Wind Waker is unquestionably my favourite Zelda, the only one I've taken to 100% completion (Nintendo gallery included) multiple times, and that was with the old Triforce hunt and before the various conveniences added in WW HD.
Pretty much the only thing threatening its position is that TP and SS set a whole new standard for dungeon design, whereas even WW die-hards like myself will admit that dungeons were one of the few respects in which it was not head and shoulders above the rest of the 3D series.
I've missed so much about it—not just the sense of exploration and the overall gorgeousness, but the amount of depth that was put into how items, enemies, and wind physics interacted. It was a joy just to sail around all day and test out how one thing interacts with something else. Nothing excited me for Breath of the Wild more than the declaration early on that the developers were taking Wind Waker and addressing the interchangeability of how the islands were positioned (it didn't really matter where they were, as the sea dividing them was just the sea) by making the traversal of the overworld from one key location to another varied and interesting. SS was on the right track with that, recapturing the density of traversal puzzles in the 2D games, but in segments that were as isolated from each other as the islands in WW.
A proper Wind Waker 2 that dispenses with the constraint of a set order of progression through the story is what I've been asking for since 2003 (partly as I played KOTOR that same year, which led me to envision a future Zelda that would unfold dynamically based on what you decided to do or obtain first—and this time, hopefully in a more meaningful way than the do-it-in-any-order of ALBW, where items were still mostly useful in one place and nowhere else).
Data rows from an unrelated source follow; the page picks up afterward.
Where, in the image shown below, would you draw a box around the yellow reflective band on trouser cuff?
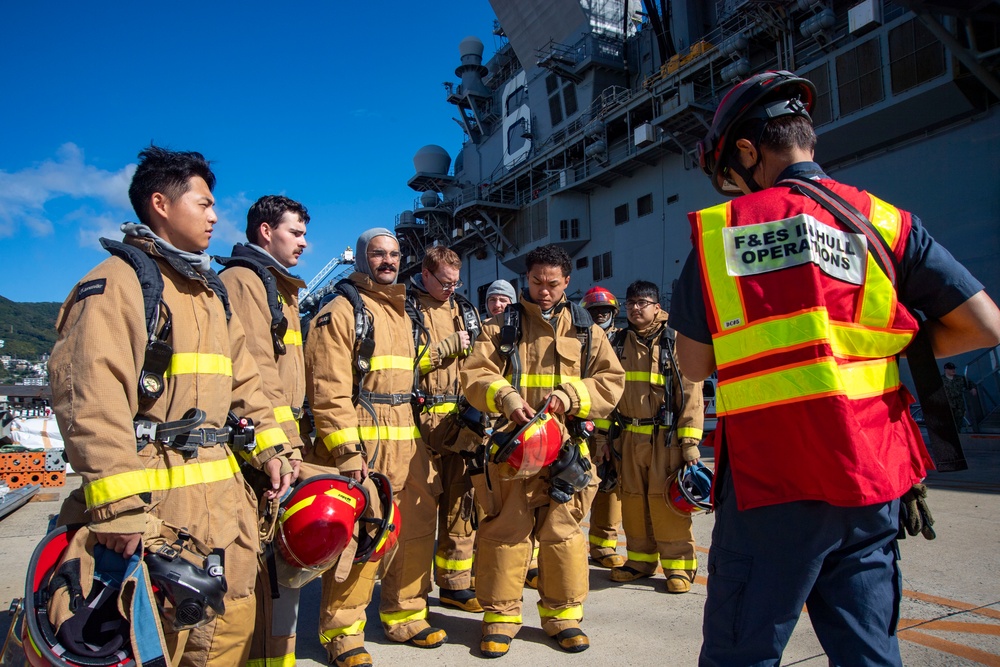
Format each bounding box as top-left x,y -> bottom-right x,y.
378,607 -> 427,625
538,602 -> 583,621
274,405 -> 295,424
625,371 -> 667,387
563,380 -> 591,419
163,352 -> 233,378
587,535 -> 618,549
372,354 -> 413,372
483,611 -> 523,625
625,549 -> 660,563
246,653 -> 295,667
712,310 -> 913,368
434,554 -> 475,572
253,428 -> 288,456
486,380 -> 510,412
319,618 -> 367,645
83,454 -> 240,509
716,357 -> 899,416
323,426 -> 361,451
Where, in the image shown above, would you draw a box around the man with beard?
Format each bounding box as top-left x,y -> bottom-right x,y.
305,228 -> 447,667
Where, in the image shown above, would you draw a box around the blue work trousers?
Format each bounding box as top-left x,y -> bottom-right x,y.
699,466 -> 902,667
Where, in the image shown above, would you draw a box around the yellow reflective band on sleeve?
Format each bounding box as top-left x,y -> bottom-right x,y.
434,554 -> 475,572
358,426 -> 420,440
163,352 -> 233,378
83,454 -> 240,509
697,202 -> 747,331
587,535 -> 618,549
538,602 -> 583,621
372,354 -> 413,372
424,403 -> 458,415
319,618 -> 367,644
563,380 -> 591,419
323,426 -> 361,451
712,308 -> 913,368
625,549 -> 660,563
486,380 -> 510,412
274,405 -> 295,424
483,611 -> 523,625
625,371 -> 667,387
716,357 -> 899,416
378,607 -> 427,625
253,428 -> 288,456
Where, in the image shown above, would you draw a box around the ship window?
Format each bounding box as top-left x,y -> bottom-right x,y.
889,19 -> 945,95
635,194 -> 653,218
615,204 -> 628,225
837,37 -> 885,117
802,62 -> 833,127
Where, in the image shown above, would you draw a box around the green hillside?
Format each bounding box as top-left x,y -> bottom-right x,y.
0,296 -> 62,361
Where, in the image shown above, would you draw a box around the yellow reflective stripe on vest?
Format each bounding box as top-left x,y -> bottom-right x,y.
712,308 -> 913,368
434,554 -> 474,572
323,426 -> 361,451
538,602 -> 583,621
378,607 -> 427,625
163,352 -> 233,378
83,454 -> 240,509
319,618 -> 367,644
483,611 -> 523,625
372,354 -> 413,372
358,426 -> 420,440
677,426 -> 704,440
274,405 -> 295,424
561,378 -> 591,419
716,357 -> 899,416
486,380 -> 510,412
698,202 -> 747,332
625,371 -> 667,387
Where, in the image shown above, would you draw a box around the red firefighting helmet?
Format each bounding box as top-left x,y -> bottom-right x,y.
22,526 -> 135,667
698,70 -> 816,196
490,397 -> 565,479
580,287 -> 618,317
664,461 -> 715,516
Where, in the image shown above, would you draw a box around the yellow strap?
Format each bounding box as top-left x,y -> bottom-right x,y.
163,352 -> 233,378
378,607 -> 427,625
319,618 -> 367,644
538,602 -> 583,621
434,554 -> 475,572
83,454 -> 240,509
716,357 -> 899,416
483,611 -> 523,625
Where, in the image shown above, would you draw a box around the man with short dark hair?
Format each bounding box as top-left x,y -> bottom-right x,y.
216,195 -> 309,664
670,71 -> 1000,665
462,245 -> 625,658
49,146 -> 292,665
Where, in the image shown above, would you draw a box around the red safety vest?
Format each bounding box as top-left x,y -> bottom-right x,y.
690,181 -> 933,509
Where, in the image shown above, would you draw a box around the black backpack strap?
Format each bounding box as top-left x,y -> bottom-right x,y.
213,255 -> 288,355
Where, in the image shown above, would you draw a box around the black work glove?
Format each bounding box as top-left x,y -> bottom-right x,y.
899,484 -> 937,540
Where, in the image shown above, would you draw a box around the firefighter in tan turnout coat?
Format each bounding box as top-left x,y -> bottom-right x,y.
462,245 -> 625,658
49,146 -> 291,665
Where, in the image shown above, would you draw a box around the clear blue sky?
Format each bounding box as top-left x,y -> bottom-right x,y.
0,0 -> 496,301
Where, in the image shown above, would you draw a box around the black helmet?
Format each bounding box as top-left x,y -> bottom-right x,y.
698,70 -> 816,196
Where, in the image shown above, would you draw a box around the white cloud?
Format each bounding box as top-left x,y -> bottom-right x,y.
0,143 -> 136,238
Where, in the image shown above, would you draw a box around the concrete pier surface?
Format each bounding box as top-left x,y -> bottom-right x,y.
0,435 -> 1000,667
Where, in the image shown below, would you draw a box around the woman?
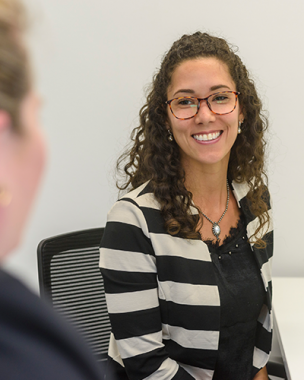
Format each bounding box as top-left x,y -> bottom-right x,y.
100,32 -> 272,380
0,0 -> 108,380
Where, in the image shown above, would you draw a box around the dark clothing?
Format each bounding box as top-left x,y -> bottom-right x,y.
207,219 -> 266,380
0,270 -> 103,380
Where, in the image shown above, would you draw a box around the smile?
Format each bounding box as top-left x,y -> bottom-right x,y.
192,132 -> 222,141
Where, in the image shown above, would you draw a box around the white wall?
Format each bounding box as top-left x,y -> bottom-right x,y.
2,0 -> 304,289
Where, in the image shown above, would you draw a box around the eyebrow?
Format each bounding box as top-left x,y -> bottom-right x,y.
173,84 -> 230,96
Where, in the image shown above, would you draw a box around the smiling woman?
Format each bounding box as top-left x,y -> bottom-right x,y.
100,32 -> 273,380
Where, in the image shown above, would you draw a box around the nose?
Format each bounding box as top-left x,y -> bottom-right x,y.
195,99 -> 216,124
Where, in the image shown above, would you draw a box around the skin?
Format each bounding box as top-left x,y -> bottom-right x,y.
0,91 -> 45,261
167,58 -> 244,239
167,58 -> 268,380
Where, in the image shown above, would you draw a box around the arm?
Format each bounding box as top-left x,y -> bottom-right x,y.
253,366 -> 268,380
100,201 -> 193,380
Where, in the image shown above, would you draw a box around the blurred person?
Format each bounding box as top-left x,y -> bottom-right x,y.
100,32 -> 273,380
0,0 -> 108,380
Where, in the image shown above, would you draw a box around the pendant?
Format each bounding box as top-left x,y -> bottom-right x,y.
212,223 -> 221,239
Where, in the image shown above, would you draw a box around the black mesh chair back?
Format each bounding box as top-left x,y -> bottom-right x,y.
38,228 -> 111,361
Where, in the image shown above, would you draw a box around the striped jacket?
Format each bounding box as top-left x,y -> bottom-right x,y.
100,182 -> 273,380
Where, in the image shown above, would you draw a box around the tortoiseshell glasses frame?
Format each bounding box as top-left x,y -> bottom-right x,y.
165,91 -> 240,120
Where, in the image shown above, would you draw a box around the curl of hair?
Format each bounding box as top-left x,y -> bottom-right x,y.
117,32 -> 269,248
0,0 -> 31,133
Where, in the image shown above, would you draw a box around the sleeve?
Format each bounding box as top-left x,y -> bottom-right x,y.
100,199 -> 193,380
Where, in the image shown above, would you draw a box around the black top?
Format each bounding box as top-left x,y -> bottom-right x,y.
0,270 -> 108,380
206,219 -> 266,380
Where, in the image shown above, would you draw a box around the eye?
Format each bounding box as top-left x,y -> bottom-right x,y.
176,98 -> 197,107
212,94 -> 229,104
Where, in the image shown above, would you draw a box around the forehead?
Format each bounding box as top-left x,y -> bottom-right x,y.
167,57 -> 236,96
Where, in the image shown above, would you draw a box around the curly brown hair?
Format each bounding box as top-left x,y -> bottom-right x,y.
0,0 -> 32,134
117,32 -> 269,247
If we get dungeons that feel as organically woven into their thematic environment as the ones in the middle acts of TP and SS, the package will be complete.
Also when the fuck do we get a spiritual sequel to Majora's Mask. Come on, Nintendo
If BotW is the game we want it to be, I think a crazy Majora-style diversion may be the only way to follow it up. And I'm hoping for it: a smaller-scale game, also on the Switch, that preserves the systems that work in BotW's ground-up redesign but within a tight and idiosyncratic structure sure to invite controversy.